I slipped into Ernest Podkin’s black leather jacket and his gray cap. I would have preferred the cap have a bigger front bill, but it didn’t. I also had an extra-large shirt on with a small couch pillow under the shirt, inside the zipped up jacket. This closely compared to Podkin’s build. In my hand I held a half a dozen cotton balls.

  I waited.

  At eleven, Eddie came around the corner of the building at the far right side of the landscaped courtyard area. I had turned the dome light off in Mackie’s van. I shut the door gently and hurriedly walked toward the bushes to the side of the gate Eddie would come through to get back to where he had parked.

  By the time I got in position, I had Poddy’s hat pulled down partway on my forehead and the cotton balls lining my jawline between my teeth and my cheeks.

  Eddie opened the metal gate, and closed it gently. I appreciated his having shut the gate quietly. With what I had in mind I didn’t need to attract the attention of any apartment dwellers who might be up late. As he stepped away from the gate, he had his back to me. I took one step from the shadow and pressed the barrel of a fake gun into his back. He froze.

  “Turn easy,” I said with my voice deeper than natural.

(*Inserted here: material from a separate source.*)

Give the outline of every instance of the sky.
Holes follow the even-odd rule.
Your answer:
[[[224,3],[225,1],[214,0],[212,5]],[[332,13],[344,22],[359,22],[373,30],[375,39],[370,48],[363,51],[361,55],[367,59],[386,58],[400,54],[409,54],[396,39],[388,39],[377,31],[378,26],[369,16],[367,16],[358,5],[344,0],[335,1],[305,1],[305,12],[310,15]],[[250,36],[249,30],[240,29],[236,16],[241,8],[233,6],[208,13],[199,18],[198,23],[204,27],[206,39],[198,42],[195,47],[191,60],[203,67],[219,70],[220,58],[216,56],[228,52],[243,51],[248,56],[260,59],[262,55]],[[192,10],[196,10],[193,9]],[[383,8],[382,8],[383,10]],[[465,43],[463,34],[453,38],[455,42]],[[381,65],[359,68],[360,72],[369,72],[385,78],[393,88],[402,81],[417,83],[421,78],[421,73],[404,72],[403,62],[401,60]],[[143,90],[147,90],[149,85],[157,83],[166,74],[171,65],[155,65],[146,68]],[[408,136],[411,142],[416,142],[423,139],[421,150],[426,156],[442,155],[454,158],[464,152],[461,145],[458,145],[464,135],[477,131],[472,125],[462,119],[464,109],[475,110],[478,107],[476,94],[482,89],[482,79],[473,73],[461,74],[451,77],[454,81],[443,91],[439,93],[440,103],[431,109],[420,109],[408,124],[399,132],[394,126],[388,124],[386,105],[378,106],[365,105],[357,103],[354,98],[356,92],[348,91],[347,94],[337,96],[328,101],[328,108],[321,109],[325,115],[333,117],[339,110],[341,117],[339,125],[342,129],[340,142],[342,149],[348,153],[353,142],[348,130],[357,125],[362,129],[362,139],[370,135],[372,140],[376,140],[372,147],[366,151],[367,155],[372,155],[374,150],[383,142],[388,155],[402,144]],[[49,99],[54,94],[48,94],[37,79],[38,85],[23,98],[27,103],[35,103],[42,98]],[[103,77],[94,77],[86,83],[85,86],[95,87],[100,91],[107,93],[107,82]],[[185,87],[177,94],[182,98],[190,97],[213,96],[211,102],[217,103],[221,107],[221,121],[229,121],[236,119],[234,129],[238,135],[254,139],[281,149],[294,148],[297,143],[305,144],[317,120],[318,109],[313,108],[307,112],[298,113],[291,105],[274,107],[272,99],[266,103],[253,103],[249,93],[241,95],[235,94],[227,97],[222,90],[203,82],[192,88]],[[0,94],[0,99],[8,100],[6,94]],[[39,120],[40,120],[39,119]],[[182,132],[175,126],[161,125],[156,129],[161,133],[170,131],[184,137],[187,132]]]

  “What do you want? Is this a robbery?”

  “Not exactly. I’m going to keep this gun in my pocket so as to not attract attention, but my finger remains on the trigger. Get me?”

  I sensed him going rigid. “What do you want?”

  “Fifty thousand dollars.”

  “I’m sorry. I don’t happen to have that much on me.”

  “You’re a real smartass, Mr. Whittaker. Yeah. I know who you are and I know what you’re gonna inherit. So let me tell you why I’m in your face.”

  He worked his hands down into his pants’ front pockets. I had watched him walk. He had no gun. I stayed inside the shadow where the building blocked the floodlight.